Kelley’s voice is familiar to the tens of thousands who have crossed the Peachtree finish line on 10th Street in recent years. As runners stream down 10th, Kelley encourages, praises and celebrates them over the public-address system.
“It’s about keeping it important to the person at that moment,” said Kelley, 67, whose first name is pronounced “Cree.” “They don’t have to hear their name, but you can find a way (to recognize them).”
It is part of a six-hour shift at the microphone, first calling the play-by-play for the elite races and then helping bring home the rest of the 60,000-runner field.
“He thrives off the race-day excitement,” said Jeff Galloway, the winner of the first Peachtree, a pillar of Atlanta’s running community and a good friend of Kelley’s. “He gives a perspective on it that a regular announcer that doesn’t really run a lot or announce a lot really (can’t).”
Galloway, the Olympian and owner of the Phidippides running store in Atlanta, played a critical role in Kelley’s life. Kelley moved to Atlanta in 1974 after being discharged from the Army. A runner at VMI in his college days, Kelley wanted to get back into the sport, so he was directed to Phidippides, where Galloway himself sold him a pair of shoes. Kelley asked him to train him, and Galloway, who was just beginning his career as a running instructor, took him on.
Galloway encouraged him to run the Peachtree and join the Atlanta Track Club, and Kelley did both. He said he ran his first Peachtree in 1976, at age 29, in just under 33 minutes, which would have been a top-five finish in the men’s 25-29 age group last year.
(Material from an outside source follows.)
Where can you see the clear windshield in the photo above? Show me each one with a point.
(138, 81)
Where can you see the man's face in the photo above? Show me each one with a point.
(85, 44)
Kelley was working for a corporate hiring company, but, caught up in the running boom, asked Galloway if he could open a Phidippides store. Galloway replied that the Atlanta market was saturated, but that he could open a store in Denver.
“I said, ‘I like to ski,’” Kelley said.
In 1978, Kelley moved his family to Denver, where he has been ever since. He first owned a chain of Phidippides stores, then moved into representing runners and then managing races. A television interview at a race where he represented the winners opened up the field of announcing. Kelley now calls 28 races a year and his company manages 50 races a year.
He began announcing the Peachtree in 1997 at the invitation of former race director Tracey Russell. And he can trace his professional success all back to Atlanta and its July 4 road race.
“This was my way to stay in the sport,” he said, “and it all started with Peachtree. It all started there and kept coming back there.”
Russell and track club staffer Elizabeth Unislawski were among those to encourage Kelley during a fight with cancer two years ago, binding him even tighter to the race. He has stayed close with Galloway, as well. Kelley will be back to announce a half-marathon Galloway is putting on in December.
“Peachtree is one of those things that I put on my calendar and say, ‘I can’t wait to get there,’” Kelley said. “I know it sounds childish or sophomoric or high school, but it was that important to me then and it’s continued to be just a privilege.”